Regression 3: Logistic Regression Marco Baroni Practical Statistics in R
Outline Logistic regression Logistic regression in R
Outline Logistic regression Introduction The model Looking at and comparing fitted models Logistic regression in R
Outline Logistic regression Introduction The model Looking at and comparing fitted models Logistic regression in R
Modeling discrete response variables ◮ In a very large number of problems in cognitive science and related fields ◮ the response variable is categorical, often binary (yes/no; acceptable/not acceptable; phenomenon takes place/does not take place) ◮ potentially explanatory factors (independent variables) are categorical, numerical or both
Examples: binomial responses ◮ Is linguistic construction X rated as “acceptable” in the following condition(s)? ◮ Does sentence S, that has features Y, W and Z, display phenomenon X? (linguistic corpus data!) ◮ Is it common for subjects to decide to purchase the good X given these conditions? ◮ Did subject make more errors in this condition? ◮ How many people answer YES to question X in the survey ◮ Do old women like X more than young men? ◮ Did the subject feel pain in this condition? ◮ How often was reaction X triggered by these conditions? ◮ Do children with characteristics X, Y and Z tend to have autism?

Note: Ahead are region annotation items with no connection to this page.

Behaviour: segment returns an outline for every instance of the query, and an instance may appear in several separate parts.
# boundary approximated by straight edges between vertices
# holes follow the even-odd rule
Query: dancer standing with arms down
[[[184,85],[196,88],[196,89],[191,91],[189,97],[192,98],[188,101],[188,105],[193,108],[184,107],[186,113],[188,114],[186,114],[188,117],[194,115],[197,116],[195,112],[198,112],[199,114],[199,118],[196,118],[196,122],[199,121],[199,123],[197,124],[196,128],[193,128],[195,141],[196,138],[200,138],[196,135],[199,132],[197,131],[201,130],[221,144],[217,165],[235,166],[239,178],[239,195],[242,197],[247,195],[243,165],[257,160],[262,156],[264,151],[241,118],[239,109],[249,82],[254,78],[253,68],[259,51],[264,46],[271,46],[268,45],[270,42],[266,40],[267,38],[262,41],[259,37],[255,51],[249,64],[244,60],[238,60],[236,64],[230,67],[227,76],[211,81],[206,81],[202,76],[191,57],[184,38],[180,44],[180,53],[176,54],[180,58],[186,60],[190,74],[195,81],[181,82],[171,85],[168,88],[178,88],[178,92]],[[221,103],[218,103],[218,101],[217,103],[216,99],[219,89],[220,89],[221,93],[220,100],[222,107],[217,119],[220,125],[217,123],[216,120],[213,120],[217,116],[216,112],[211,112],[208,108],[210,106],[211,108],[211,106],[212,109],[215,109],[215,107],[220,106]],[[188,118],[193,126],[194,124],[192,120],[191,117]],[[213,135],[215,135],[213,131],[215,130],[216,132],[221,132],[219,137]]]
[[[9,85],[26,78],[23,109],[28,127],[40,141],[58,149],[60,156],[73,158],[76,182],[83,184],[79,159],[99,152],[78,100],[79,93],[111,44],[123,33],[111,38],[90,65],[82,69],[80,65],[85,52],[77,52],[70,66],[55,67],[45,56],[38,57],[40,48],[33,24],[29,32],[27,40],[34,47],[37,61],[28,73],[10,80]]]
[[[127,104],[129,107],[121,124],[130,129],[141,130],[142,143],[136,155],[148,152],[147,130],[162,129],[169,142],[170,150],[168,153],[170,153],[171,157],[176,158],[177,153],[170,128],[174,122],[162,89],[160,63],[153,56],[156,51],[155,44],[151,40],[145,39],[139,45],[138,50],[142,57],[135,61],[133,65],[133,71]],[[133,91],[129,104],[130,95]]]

Examples: multinomial responses ◮ Discrete response variable with natural ordering of the levels: ◮ Ratings on a 6-point scale ◮ Depending on the number of points on the scale, you might also get away with a standard linear regression ◮ Subjects answer YES, MAYBE, NO ◮ Subject reaction is coded as FRIENDLY, NEUTRAL, ANGRY ◮ The cochlear data: experiment is set up so that possible errors are de facto on a 7-point scale ◮ Discrete response variable without natural ordering: ◮ Subject decides to buy one of 4 different products ◮ We have brain scans of subjects seeing 5 different objects, and we want to predict seen object from features of the scan ◮ We model the chances of developing 4 different (and mutually exclusive) psychological syndromes in terms of a number of behavioural indicators
Binomial and multinomial logistic regression models ◮ Problems with binary (yes/no, success/failure, happens/does not happen) dependent variables are handled by (binomial) logistic regression ◮ Problems with more than one discrete output are handled by ◮ ordinal logistic regression, if outputs have natural ordering ◮ multinomial logistic regression otherwise ◮ The output of ordinal and especially multinomial logistic regression tends to be hard to interpret, whenever possible I try to reduce the problem to a binary choice ◮ E.g., if output is yes/maybe/no, treat “maybe” as “yes” and/or as “no” ◮ Here, I focus entirely on the binomial case
Don’t be afraid of logistic regression! ◮ Logistic regression seems less popular than linear regression ◮ This might be due in part to historical reasons ◮ the formal theory of generalized linear models is relatively recent: it was developed in the early nineteen-seventies ◮ the iterative maximum likelihood methods used for fitting logistic regression models require more computational power than solving the least squares equations ◮ Results of logistic regression are not as straightforward to understand and interpret as linear regression results ◮ Finally, there might also be a bit of prejudice against discrete data as less “scientifically credible” than hard-science-like continuous measurements
Don’t be afraid of logistic regression! ◮ Still, if it is natural to cast your problem in terms of a discrete variable, you should go ahead and use logistic regression ◮ Logistic regression might be trickier to work with than linear regression, but it’s still much better than pretending that the variable is continuous or artificially re-casting the problem in terms of a continuous response
The Machine Learning angle ◮ Classification of a set of observations into 2 or more discrete categories is a central task in Machine Learning ◮ The classic supervised learning setting: ◮ Data points are represented by a set of features , i.e., discrete or continuous explanatory variables ◮ The “training” data also have a label indicating the class of the data-point, i.e., a discrete binomial or multinomial dependent variable ◮ A model (e.g., in the form of weights assigned to the dependent variables) is fitted on the training data ◮ The trained model is then used to predict the class of unseen data-points (where we know the values of the features, but we do not have the label)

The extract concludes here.